Einer, vielleicht sogar der wichtigste der Wendepunkte in der Karriere des Weltranglistendritten hat sich jedoch abseits der Courts zugetragen. Als Alexander Zverev 2013 als 16-Jähriger zum ersten Mal bei seinem Heimturnier am Rothenbaum im Hauptfeld aufschlug, war ein Mann an seiner Seite, der fortan die Karriere plante. Patricio Apey, ein Brite chilenischer Herkunft, sorgte als Manager dafür, dass die Karriere mit gut dotierten Werbeverträgen gepflastert war. Apey träumte davon, einen Weltstar zu formen, vergaß jedoch, dass darüber nicht Sponsoren entscheiden, sondern die Fans. Er formte ein Bild, das Zverev wie einen unnahbar, bisweilen arrogant wirkenden Schnösel dastehen ließ, dem es an Manieren fehlte. So einer wird sportlich respektiert, aber nicht geliebt.

Nach einer monatelangen Trennungs-Schlammschlacht, die Ende 2020 mit einem juristischen Sieg für die Zverevs endete, ging der Jüngere einen entscheidenden Schritt. Er lässt sich seitdem geschäftlich von Bruder Mischa beraten, der schon während der Hochzeit seiner eigenen Laufbahn mit seiner offenen, ehrlichen und zugewandten Art Menschen positiv zu berühren und für sich einzunehmen verstand.

Zverev leistete sich auch Ausrutscher

Seitdem Mischa als eine Art Außenminister die Familie Zverev in der medialen Öffentlichkeit vertritt, hat sich auch die Wahrnehmung Alexanders zum Positiven verändert. Er wird niemals der Liebling aller werden, wie es ein Roger Federer noch immer ist. Aber der Charme eines gereiften Mittzwanzigers steht ihm deutlich besser als die Rotzigkeit des Jungprofis, die er früher ausstrahlte.

Man darf nicht vergessen, dass Alexander Zverev in den Jahren zwischen 2018 und heute auch abseits des Tennisplatzes manchen „unforced error“ produzierte. Einige, wie die Partyfotos in der Corona-Krise 2020, waren dem Erwachsenwerden zuzurechnende, entschuldbare Ausrutscher. Anderes, wie die von zwei Ex-Partnerinnen erhobenen Vorwürfe häuslicher Gewalt, wöge schwer, wenn es sich als wahr herausstellte.

Alexander Zverev: Olympiasieg war ein Wendepunkt

Fakt ist: Die Familie hat ihn aufgefangen, wenn sich alles gegen ihn wendete. Dass er selbst im Alter von 23 Jahren Vater wurde, hat, auch wenn er von Mutter und Tochter getrennt lebt, laut Menschen, die ihm nahestehen, einen intensiven Reifeprozess in Gang gesetzt, der ihm sogar ermöglicht, den Wirbel auszublenden, den seine aktuelle Beziehung zu Schauspielerin Sophia Thomalla (32) auf dem Boulevard entfacht hat.
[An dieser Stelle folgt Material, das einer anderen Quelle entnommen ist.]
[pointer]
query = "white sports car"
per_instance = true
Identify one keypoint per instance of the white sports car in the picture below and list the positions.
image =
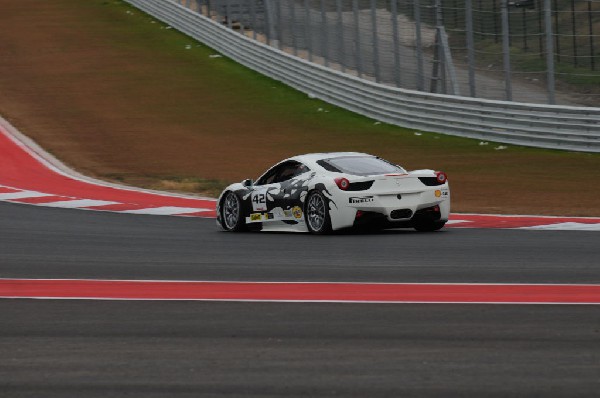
(324, 192)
Der zweite wichtige Wendepunkt ist der Olympiasieg in Tokio Anfang August; ein sportlicher Meilenstein, der ihm vor Augen führte, wie weit er es bringen kann, wenn er die Ruhe bewahrt und bei sich bleibt. Gut spielen konnte er schon lange. Aber wer am vergangenen Wochenende verfolgte, mit welch taktischer Schläue er im Halbfinale zunächst Branchenprimus Novak Djokovic (34/Serbien) und dann den Weltranglistenzweiten Medwedew abservierte, der dürfte kaum Zweifel daran hegen, dass Alexander Zverev – sofern er gesund bleibt – die Ziele erreichen wird, die er in Turin formulierte, bevor er sich in den Malediven-Urlaub verabschiedete: Grand-Slam-Champion und die Nummer eins der Welt zu werden. Perfekt wird sein Glück nur sein, wenn die ganze Familie diesen Moment gemeinsam erleben kann.